Écrit par Christiaan A. Jordaan
En décembre 2016, une décision de la Cour fédérale a causé des frissons aux avocats d’entreprise de partout au Canada lorsqu’elle a statué que le privilège de l’intérêt commun ne s’applique pas dans le contexte transactionnel où des documents par ailleurs privilégiés sont partagés entre les parties à l’opération. Cette décision a maintenant été infirmée par la Cour d’appel fédérale dans l’affaire Iggillis Holdings Inc c Canada (Revenu national), 2018 CAF 51.
Le raisonnement dans la décision maintenant infirmée du tribunal inférieur était que l’existence d’un privilège d’intérêt commun transactionnel était toujours une question de droit ouvert.
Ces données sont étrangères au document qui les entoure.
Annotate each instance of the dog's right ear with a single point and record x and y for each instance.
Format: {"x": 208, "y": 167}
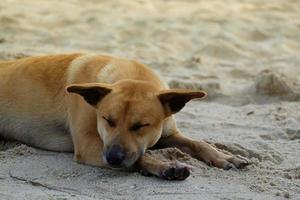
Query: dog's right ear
{"x": 91, "y": 92}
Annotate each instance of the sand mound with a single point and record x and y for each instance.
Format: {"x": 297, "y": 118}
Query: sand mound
{"x": 270, "y": 83}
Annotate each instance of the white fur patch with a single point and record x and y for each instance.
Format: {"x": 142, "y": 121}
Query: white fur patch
{"x": 76, "y": 65}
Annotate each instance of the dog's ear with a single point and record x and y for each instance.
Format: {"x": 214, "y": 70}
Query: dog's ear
{"x": 173, "y": 100}
{"x": 91, "y": 92}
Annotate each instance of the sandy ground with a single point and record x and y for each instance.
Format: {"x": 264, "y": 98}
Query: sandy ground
{"x": 246, "y": 54}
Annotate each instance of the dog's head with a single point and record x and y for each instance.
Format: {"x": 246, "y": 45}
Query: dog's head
{"x": 130, "y": 115}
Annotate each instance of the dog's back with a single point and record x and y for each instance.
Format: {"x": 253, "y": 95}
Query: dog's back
{"x": 31, "y": 100}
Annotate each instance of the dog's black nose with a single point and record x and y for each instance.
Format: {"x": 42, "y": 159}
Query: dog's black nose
{"x": 115, "y": 155}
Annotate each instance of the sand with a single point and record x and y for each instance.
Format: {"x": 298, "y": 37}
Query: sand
{"x": 245, "y": 54}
Le juge du tribunal inférieur a conclu que son acceptation dans le contexte transactionnel était une extension des principes reconnus dans d’autres circonstances – soit la défense conjointe d’un litige, soit lorsque deux clients retiennent les services du même avocat pour les représenter (plutôt que deux clients avec leurs propres avocats collaborant) – mais fait sans aucune analyse significative. Par conséquent, le tribunal s’est senti libre d’examiner à nouveau la question. Après une longue analyse des questions de politique, elle a conclu que le privilège d’intérêt commun ne devrait pas s’appliquer dans le contexte transactionnel où les parties ont une représentation distincte.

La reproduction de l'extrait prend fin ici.